Vous allumez la musique. Il fait un peu tiède, mais vous êtes en nuisette alors on va ptet pas ouvrir la fenêtre… oh puis merde, ya pas de vis-à-vis. Il fait bon. Une mèche de cheveux roule dans votre cou. Vous vous préparez un thé. C’est une bonne journée. Vous n’en aviez pas vraiment douté. Vous envoyez un petit message pour rassurer le mec (pas trop rassurant, pour qu’il angoisse bien une dernière fois avant de lire les mots qui comptent, merde à la fin, pas toujours les mêmes). Vous savez, celui qui ne trépignait pas derrière la porte ? Ca vous aurait bien porté sur les nerfs, ça. Mais bon, c’est peut-être la chance qu’ont les femmes : elles finissent par maîtriser, elles connaissent leur corps… et un homme ne comprendra sans doute jamais tout-à-fait ça. Petit pincement de coeur pour les prochains tests, et le mec qui attendra le résultat derrière la porte ou à côté du téléphone. Le pauvre. Les pauvres ? Finalement on s’en fout. On sait qu’il y en aura encore. On sourit à l’idée qu’un jour on craindra peut-être de ne pas être enceinte. Mais pour l’heure, on avale une gorgée de thé tiède, on glisse la mèche polissonne qui vous chatouille la nuque dans l’élastique de la queue de cheval, et on revient à la vie normale.

Ces jours-là je suis contente d’être une femme.
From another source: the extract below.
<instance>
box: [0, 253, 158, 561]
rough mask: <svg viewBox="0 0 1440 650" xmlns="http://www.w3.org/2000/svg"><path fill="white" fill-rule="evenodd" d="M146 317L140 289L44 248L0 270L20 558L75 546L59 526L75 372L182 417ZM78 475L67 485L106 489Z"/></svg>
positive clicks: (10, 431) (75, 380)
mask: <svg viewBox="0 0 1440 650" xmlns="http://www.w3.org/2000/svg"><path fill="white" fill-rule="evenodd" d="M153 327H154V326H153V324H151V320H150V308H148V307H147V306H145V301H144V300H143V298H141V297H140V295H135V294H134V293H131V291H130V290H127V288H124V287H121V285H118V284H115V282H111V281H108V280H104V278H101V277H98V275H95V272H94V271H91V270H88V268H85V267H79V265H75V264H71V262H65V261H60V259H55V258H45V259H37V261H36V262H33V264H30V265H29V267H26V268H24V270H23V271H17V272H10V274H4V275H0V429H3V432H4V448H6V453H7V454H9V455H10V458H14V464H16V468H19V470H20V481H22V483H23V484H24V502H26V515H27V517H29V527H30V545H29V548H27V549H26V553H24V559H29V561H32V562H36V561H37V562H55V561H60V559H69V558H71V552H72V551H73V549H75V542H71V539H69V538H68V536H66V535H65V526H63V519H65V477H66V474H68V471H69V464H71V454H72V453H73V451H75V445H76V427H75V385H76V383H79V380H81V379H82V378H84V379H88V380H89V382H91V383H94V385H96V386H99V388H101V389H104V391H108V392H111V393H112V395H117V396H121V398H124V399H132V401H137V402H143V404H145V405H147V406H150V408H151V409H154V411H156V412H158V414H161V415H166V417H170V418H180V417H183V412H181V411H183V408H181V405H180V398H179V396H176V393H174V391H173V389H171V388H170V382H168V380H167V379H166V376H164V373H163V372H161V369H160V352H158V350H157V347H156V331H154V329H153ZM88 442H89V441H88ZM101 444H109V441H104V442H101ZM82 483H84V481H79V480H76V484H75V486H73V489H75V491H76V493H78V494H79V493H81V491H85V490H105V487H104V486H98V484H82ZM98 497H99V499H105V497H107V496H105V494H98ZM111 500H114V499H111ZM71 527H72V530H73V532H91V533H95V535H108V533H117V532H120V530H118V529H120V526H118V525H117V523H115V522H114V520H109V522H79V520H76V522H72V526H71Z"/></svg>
PS/message personnel : il y a des fois, on ne peut pas faire une note sans dire quelque chose que certaines personnes comprendront, et qui leur fera du mal, alors qu’on s’est donné de la peine pour éviter ça un peu plus tôt. A quoi me servirait ce blog si je ne parlais pas de ce dont il faut que j’épargne certains ?
La personne concernée peut m’appeler ce soir vers 21h, si elle veut.